Entre o tom explícito do chileno e o genérico do brasileiro poder-se-ia ver o efeito da maior experiência do segundo, seu maior traquejo na lida com as distinções entre política e diplomacia. Essa interpretação seria, no entanto, benevolente com Lula. Em outros momentos da mesma comunicação, divulgada por Leonardo Sakamotto, o insuspeito colunista do Uol, em 24.02, fica claro que a diferença não é o que falta, mas o que sobra na análise de Lula, em relação ao posicionamento político de Boric. Fala Lula: “A gente está acostumado a ver potências fazendo isso de vez em quando sem pedir licença. Foi assim que os Estados Unidos invadiram o Afeganistão e o Iraque. Foi assim que a França e a Inglaterra invadiram a Líbia.
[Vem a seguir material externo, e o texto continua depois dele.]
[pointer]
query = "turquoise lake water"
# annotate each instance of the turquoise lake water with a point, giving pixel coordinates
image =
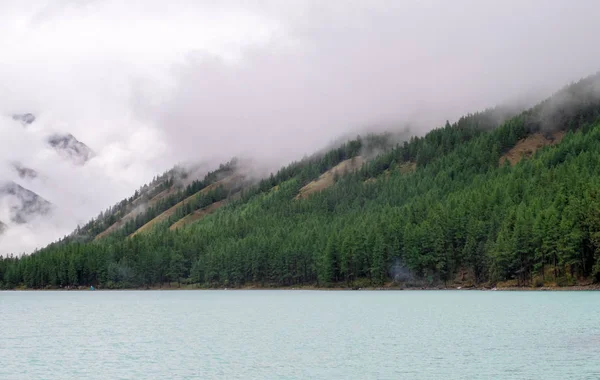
(295, 334)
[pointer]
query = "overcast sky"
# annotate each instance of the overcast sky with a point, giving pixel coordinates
(147, 84)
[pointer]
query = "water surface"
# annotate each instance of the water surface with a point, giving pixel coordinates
(299, 335)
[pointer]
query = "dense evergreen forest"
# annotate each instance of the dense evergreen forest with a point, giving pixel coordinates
(460, 215)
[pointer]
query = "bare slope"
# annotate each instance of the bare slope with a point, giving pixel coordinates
(529, 145)
(226, 182)
(327, 179)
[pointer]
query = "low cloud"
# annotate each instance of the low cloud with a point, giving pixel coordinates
(148, 85)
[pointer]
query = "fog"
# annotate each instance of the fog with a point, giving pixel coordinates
(147, 84)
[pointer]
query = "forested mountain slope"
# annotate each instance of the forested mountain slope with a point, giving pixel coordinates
(440, 209)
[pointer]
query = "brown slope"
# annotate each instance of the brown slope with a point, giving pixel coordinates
(327, 179)
(529, 145)
(197, 215)
(226, 182)
(137, 210)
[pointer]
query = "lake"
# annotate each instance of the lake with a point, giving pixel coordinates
(296, 334)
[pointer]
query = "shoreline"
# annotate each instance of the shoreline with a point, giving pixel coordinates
(591, 287)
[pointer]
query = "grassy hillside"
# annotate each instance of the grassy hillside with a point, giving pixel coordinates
(486, 200)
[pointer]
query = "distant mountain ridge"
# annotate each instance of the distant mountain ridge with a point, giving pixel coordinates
(21, 204)
(24, 204)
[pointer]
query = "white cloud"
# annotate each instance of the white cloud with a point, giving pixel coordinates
(148, 83)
E é assim que a Rússia está fazendo com a Ucrânia”. Aí estão os nomes do boi agressor e do boi agredido, porém, diluídos em meio a outros bois, que pastaram em outros contextos.
Os excessos dispersores do foco não são os únicos a retirar da fala de Lula o caráter de posição política orientada por valores diante da emergência dramática de uma crise atual, para torná-la uma incursão no mundo da estratégia politicamente orientada para o médio e o longo prazos, na qual presente, passado e futuro fundem-se em ritmo de tese. Para tanto, contribui também, na mesma fala, um discurso crítico da ONU que parece remetido ao contexto em que ele governou o Brasil, ou mesmo, mais atrás, o da eclosão, em plena guerra fria, do movimento dos não-alinhados a lembrar à ONU que a geopolítica do mundo mudara no sentido de congelá-la. Como entender a evocação, em flashback, neste momento, de uma política alternativa, embora não antagônica, à do globalismo liberal, que Bolsonaro xinga e Putin desafia? É possível que, em momentos não críticos, ela conte com simpatia e até parceria de Boric. Logo, não se trata de ver entre ambos os líderes, uma divergência de fundo. Mas a que atribuir a recusa de Lula a traduzir suas intenções em política externa em tática de efetivo e decidido engajamento contra o atual agressor da paz e ao lado do presente agredido? A pergunta requer olhar o que se dá na esquerda brasileira, mormente no PT, retaguarda que Lula pode interpelar, não confrontar,
É fato que se detecta no Brasil disposição semelhante à de Boric, por parte de algumas lideranças de esquerda, como se dá no caso do deputado carioca Marcelo Freixo, que certamente não é voz solitária. Frustram, por outro lado, e até preocupam as dificuldades do maior partido da esquerda brasileira em posicionar-se como a hora exige de agentes políticos que não podem se refugiar, como se analistas fossem, nas ambiguidades certamente reais e sérias que uma situação complexa envolve. Esse dilema entre se posicionar politicamente ou escapar pela análise é que parece acossar o ex-presidente Lula. O modo como enfrentará essa esquina é de alto interesse público no momento em que sob seus ombros se depositam as expectativas de muitos brasileiros que querem ou precisam sair do beco, sem sair do país.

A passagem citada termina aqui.